Che cosa sogna ancora Ron?

«Intanto che finisca questo cavolo di guerra. Il Covid poi è stato un rullo compressore. Dicevamo “ne usciremo migliori”. Per niente».

Ha l’aspetto dell’eterno ragazzo a dispetto del tempo: le fa paura la vecchiaia?

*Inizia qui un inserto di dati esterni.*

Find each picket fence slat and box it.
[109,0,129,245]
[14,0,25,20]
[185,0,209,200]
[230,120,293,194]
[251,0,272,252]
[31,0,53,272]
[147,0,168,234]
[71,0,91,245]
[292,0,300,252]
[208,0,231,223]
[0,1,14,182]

«Mi sto abituando. Certo, allo specchio vedo un altro rispetto al me di ieri ma confido nella musica: finché ci sarà questa passione…».

Ha fede?

«Sì, da sempre. La mia famiglia mi ha insegnato a credere in Dio e ora più che mai sento il bisogno di questo sostegno, se non l’avessi sarebbe disastroso, se non riuscissi a pregare mi sentirei perduto».